PROJET PRIMÉ : Retracer en Inde le parcours originel suivi par les Roms depuis leurs premières migrations forcées, aux alentours de l’an 1000.
Un père artiste peintre qui offre un Pentax à son fils pour ses dix ans : il n’en faut pas beaucoup plus pour donner naissance à une passion, révéler un talent. Tiane Doan na Champassak apprend alors à développer ses photos dans le labo de son père, un mordu de noir et blanc. Avant même d’intégrer le Dawson Institute of Photography de Montréal, Tiane sait qu’il veut en faire son métier. « Quand on fait une photo, il y a un respect à avoir envers les gens. On ne se cache pas derrière un appareil. Le contact compte avant tout… » Un principe qui réussit à Tiane, fasciné depuis 1993 par les tziganes et leur faculté d’adaptation. Peut-être parce que comme lui, ils n’ont pas d’attaches. Lui, qui est né à Puyvert, entre Aix-en-Provence et Avignon, a grandi en Espagne et au Maroc avant de partir vivre au Québec. Une vie en Provence qui lui permis de découvrir les familles tziganes. Il les photographie en France, en Roumanie, en Bulgarie. Résultat : des clichés lourds d’émotion. Grâce à la Bourse de la Fondation Jean-Luc Lagardère, Tiane est reparti pour l’Inde, sur les traces des ancêtres des tziganes occidentaux. Il a retracé le parcours originel, entre l’Inde et l’Afghanistan que les Roms ont suivi depuis leurs premières migrations forcées, aux alentours de l’an 1000…
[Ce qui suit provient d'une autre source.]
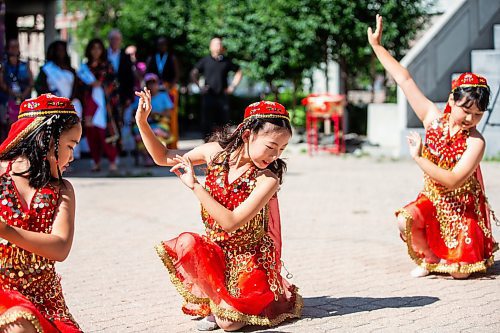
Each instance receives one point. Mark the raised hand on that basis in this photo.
(415, 144)
(187, 176)
(144, 107)
(375, 38)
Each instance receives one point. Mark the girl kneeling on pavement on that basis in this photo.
(447, 228)
(231, 276)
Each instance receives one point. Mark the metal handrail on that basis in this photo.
(490, 111)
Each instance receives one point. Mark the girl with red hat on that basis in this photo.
(447, 228)
(231, 276)
(37, 213)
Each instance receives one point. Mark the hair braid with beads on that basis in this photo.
(232, 142)
(36, 148)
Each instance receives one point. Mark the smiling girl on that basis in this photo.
(447, 228)
(37, 213)
(231, 276)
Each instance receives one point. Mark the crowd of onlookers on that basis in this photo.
(102, 90)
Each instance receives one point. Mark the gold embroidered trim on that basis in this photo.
(11, 317)
(258, 116)
(186, 294)
(237, 316)
(227, 314)
(23, 133)
(470, 85)
(479, 266)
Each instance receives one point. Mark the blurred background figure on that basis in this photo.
(215, 69)
(57, 76)
(16, 84)
(159, 119)
(164, 64)
(97, 78)
(123, 70)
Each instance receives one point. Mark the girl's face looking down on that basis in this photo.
(67, 143)
(267, 145)
(465, 116)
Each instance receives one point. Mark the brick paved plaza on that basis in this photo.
(340, 244)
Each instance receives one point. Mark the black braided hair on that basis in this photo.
(36, 147)
(233, 141)
(479, 96)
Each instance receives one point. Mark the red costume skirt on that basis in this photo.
(14, 306)
(197, 268)
(473, 251)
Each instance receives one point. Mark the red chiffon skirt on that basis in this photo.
(197, 268)
(14, 306)
(474, 252)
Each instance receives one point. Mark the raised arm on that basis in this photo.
(57, 244)
(230, 220)
(425, 110)
(162, 155)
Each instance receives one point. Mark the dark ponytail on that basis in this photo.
(479, 96)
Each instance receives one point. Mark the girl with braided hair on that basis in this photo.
(447, 229)
(37, 212)
(231, 276)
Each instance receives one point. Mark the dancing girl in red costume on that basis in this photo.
(231, 276)
(37, 213)
(447, 228)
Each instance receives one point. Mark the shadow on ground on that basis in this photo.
(325, 306)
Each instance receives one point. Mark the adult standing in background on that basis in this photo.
(16, 82)
(215, 69)
(59, 78)
(164, 64)
(124, 76)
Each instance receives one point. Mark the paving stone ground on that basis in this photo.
(340, 244)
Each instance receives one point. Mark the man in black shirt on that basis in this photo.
(215, 69)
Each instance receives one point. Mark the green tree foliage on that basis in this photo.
(273, 40)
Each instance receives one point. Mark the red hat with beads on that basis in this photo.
(33, 113)
(266, 109)
(469, 80)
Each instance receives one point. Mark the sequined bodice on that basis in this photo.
(16, 263)
(444, 150)
(441, 148)
(231, 195)
(451, 204)
(32, 275)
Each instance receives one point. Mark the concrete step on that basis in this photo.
(496, 36)
(486, 62)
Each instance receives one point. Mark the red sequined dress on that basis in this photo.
(240, 269)
(455, 224)
(29, 285)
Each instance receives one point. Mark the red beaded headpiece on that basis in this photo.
(466, 80)
(469, 80)
(266, 109)
(33, 113)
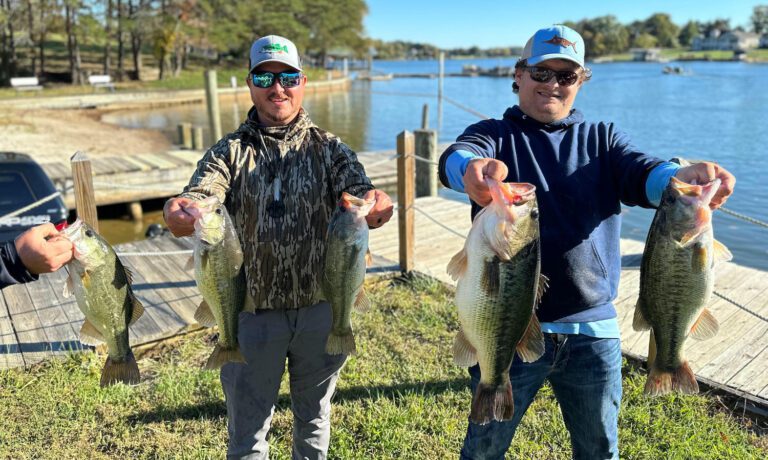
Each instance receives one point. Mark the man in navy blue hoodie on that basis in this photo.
(582, 171)
(37, 250)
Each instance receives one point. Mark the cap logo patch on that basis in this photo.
(555, 40)
(275, 48)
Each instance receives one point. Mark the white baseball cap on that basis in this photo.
(556, 42)
(274, 48)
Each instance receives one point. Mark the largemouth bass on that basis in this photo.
(102, 287)
(344, 271)
(218, 264)
(676, 282)
(498, 273)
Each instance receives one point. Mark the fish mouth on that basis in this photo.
(71, 231)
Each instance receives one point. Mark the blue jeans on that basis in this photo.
(585, 374)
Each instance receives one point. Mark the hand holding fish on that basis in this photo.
(381, 211)
(474, 178)
(42, 249)
(704, 173)
(179, 221)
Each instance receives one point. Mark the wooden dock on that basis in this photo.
(37, 323)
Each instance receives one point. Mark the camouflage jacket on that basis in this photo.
(302, 168)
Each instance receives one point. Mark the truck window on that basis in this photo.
(15, 192)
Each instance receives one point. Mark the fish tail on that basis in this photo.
(492, 402)
(681, 379)
(221, 356)
(340, 343)
(126, 371)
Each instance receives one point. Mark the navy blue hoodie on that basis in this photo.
(12, 271)
(582, 172)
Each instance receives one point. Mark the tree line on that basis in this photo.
(170, 32)
(603, 35)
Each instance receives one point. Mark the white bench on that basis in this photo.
(101, 81)
(26, 84)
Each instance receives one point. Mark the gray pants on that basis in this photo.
(267, 338)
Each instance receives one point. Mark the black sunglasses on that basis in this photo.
(267, 79)
(544, 75)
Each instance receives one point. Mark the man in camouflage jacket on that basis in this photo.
(280, 177)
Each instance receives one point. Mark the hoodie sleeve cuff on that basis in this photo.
(657, 181)
(456, 166)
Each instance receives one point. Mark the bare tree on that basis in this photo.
(108, 36)
(73, 47)
(120, 42)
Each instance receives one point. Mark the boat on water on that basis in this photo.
(675, 70)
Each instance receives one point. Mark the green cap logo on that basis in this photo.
(275, 48)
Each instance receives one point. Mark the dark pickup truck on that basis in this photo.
(23, 182)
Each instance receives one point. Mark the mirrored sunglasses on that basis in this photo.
(267, 79)
(544, 75)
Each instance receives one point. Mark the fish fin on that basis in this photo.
(69, 288)
(492, 402)
(531, 345)
(89, 335)
(126, 371)
(138, 309)
(542, 287)
(681, 380)
(705, 327)
(128, 274)
(362, 304)
(204, 315)
(464, 354)
(699, 258)
(221, 356)
(639, 323)
(491, 276)
(458, 265)
(651, 349)
(249, 305)
(341, 343)
(722, 253)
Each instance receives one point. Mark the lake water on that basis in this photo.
(718, 112)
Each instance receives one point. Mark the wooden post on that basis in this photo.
(441, 76)
(212, 99)
(85, 199)
(426, 173)
(405, 198)
(197, 138)
(185, 135)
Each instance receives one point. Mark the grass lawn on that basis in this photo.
(399, 398)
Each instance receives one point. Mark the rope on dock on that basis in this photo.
(743, 217)
(135, 187)
(381, 162)
(150, 254)
(439, 223)
(753, 313)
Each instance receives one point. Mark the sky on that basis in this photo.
(498, 23)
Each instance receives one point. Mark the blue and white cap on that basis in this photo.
(556, 42)
(274, 48)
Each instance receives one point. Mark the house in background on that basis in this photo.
(646, 54)
(727, 41)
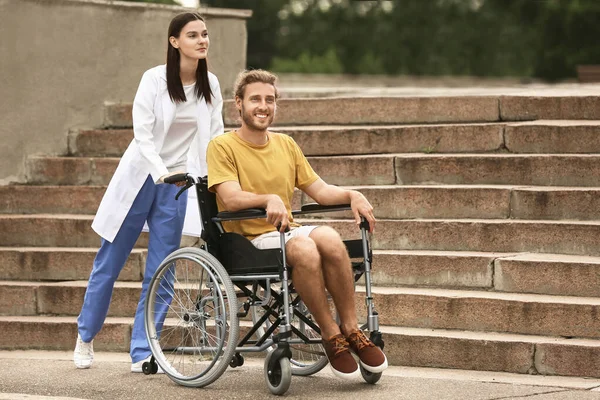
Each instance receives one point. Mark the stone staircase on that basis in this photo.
(487, 249)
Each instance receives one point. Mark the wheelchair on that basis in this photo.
(199, 299)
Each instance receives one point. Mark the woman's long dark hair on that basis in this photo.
(174, 84)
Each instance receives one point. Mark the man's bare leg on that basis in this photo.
(337, 274)
(302, 254)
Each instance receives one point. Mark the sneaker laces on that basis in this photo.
(339, 344)
(360, 340)
(84, 348)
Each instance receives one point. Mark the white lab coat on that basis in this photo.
(153, 114)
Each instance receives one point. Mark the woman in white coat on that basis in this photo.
(176, 111)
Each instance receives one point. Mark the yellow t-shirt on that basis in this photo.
(273, 168)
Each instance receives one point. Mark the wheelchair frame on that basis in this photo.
(230, 259)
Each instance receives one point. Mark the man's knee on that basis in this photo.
(329, 243)
(301, 251)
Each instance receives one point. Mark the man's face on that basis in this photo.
(258, 106)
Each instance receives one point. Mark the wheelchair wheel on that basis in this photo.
(307, 359)
(370, 377)
(279, 375)
(191, 317)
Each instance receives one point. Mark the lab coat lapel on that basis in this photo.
(168, 109)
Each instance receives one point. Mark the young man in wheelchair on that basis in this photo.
(252, 167)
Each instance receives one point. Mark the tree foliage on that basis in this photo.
(539, 38)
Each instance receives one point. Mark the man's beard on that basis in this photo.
(248, 119)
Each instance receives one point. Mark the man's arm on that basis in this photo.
(326, 194)
(235, 199)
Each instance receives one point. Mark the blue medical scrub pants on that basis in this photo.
(157, 205)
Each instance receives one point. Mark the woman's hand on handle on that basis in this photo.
(178, 183)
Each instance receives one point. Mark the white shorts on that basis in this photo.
(272, 240)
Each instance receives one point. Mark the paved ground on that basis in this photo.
(51, 375)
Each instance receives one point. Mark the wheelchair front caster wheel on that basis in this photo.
(150, 367)
(236, 361)
(370, 377)
(278, 374)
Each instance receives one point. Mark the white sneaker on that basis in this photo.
(83, 356)
(137, 367)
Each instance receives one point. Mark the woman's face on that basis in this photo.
(193, 41)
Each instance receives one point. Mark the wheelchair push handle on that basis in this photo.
(189, 182)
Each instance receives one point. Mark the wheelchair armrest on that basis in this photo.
(318, 208)
(250, 213)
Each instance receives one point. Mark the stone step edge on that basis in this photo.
(519, 256)
(22, 186)
(378, 155)
(385, 329)
(450, 374)
(90, 217)
(379, 290)
(308, 127)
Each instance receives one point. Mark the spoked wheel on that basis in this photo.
(307, 358)
(191, 317)
(278, 374)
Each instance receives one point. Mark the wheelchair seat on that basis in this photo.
(198, 296)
Son parcours depuis l’obtention de la Bourse
En 1998, le reportage de Tiane Doan na Champassak primé par la Fondation Jean-Luc Lagardère est exposé dans le cadre du festival Visa pour l’image à Perpignan, et publié par le journal italien La Republica.
Fin 1998, Le Courrier de l’Unesco a consacré sept pages à une série de photos que Tiane avait réalisée sur la guerre des castes en Inde. Passionné par ce pays, il en rapporte également un reportage sur les mines de Jharia au Bihar, en feu depuis soixante-dix ans. Ces clichés sont achetés par Paris Match et le Sunday Times et exposés dans la chapelle Saint Dominique lors du Festival de Perpignan
Depuis, Tiane est encore retourné en Inde pour photographier cette fois le « chagara », un phénomène maritime lié à la mousson dont les pêcheurs locaux espèrent tirer un pêche miraculeuse.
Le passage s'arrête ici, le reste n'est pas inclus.